Hershey sours on children's health

Why must Hershey bar progress on childhood obesity?

Why is state Sen. Stephen Hershey Jr. standing in the way of healthier food for Maryland's children ("Bill looks to put healthy drinks in kids' meals," March 12)? Senator Hershey has now stood up on the floor of the Maryland Senate to argue against two bills that would have improved the health of all public school children in Maryland. In the midst of a crisis of childhood obesity, with 26 percent of Maryland's high school students overweight or obese which will lead to costly health problems, Senator Hershey is not representing the interests of his constituents or the state.

The first bill asked all Maryland public school districts to put reusable water bottles on school supply lists. Children would have had better access to water at school so they might choose water over sugar-sweetened beverages connected with childhood obesity and type 2 diabetes. And it wouldn't have cost schools a penny.

The second bill that Senator Hershey objected to would have told parents about all of the junk food being sold in school cafeterias. Unbeknownst to most parents, the school menus they receive each month fail to list the 30 to 50 items of packaged junk food (like Doritos, cookies, ice cream and Rice Krispie Treats) that children can purchase using their lunch accounts. The bill asked schools to post a list to their website or send it home once a year with students. So rather than ask our schools to spend one hour once a year to do something they should already be doing, Senator Hershey instead expects every parent to take off work to visit their child's school cafeteria to personally investigate the items being sold.

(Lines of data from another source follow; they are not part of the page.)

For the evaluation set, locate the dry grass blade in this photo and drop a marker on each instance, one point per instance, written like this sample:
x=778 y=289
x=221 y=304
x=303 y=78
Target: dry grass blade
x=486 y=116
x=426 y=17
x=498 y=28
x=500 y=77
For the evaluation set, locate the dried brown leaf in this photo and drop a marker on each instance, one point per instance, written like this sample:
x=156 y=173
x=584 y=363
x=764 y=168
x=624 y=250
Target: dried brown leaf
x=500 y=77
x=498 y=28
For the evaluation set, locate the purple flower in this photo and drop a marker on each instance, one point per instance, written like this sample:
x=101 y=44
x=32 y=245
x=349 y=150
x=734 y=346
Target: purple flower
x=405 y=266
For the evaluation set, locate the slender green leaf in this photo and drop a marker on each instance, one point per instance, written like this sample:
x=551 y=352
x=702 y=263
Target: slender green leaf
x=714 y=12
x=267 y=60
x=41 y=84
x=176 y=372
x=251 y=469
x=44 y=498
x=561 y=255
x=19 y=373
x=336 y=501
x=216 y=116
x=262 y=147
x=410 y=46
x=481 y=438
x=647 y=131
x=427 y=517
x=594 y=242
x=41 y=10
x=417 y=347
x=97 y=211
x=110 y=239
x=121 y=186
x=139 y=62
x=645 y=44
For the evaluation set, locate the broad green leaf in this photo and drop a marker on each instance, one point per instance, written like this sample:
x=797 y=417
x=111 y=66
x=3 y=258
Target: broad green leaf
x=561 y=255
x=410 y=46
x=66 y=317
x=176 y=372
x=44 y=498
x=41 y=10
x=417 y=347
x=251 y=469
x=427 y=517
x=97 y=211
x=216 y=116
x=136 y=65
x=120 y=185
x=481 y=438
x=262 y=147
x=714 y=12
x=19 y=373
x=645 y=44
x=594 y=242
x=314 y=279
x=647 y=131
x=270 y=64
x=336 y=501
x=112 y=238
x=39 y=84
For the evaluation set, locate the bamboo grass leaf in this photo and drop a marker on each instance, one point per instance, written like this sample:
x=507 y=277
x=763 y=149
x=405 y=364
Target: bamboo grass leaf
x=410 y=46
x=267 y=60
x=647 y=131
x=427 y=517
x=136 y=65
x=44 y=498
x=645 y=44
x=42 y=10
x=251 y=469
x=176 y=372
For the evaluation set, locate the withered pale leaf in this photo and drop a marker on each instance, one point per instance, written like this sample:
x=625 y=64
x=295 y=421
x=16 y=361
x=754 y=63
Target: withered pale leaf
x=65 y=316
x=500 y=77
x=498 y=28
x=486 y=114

Senator Hershey should think better of the interests of Maryland, both in its future health care costs (with a hidden tax of over $700 in our health care premiums to treat type 2 diabetes), as well in the personal suffering of its residents due to lifelong health problems. Please encourage Senator Hershey to stop standing in the way of bills that would help Maryland's children.

Lindsey Parsons, Bethesda

The writer is coordinator of Healthy School Food Maryland.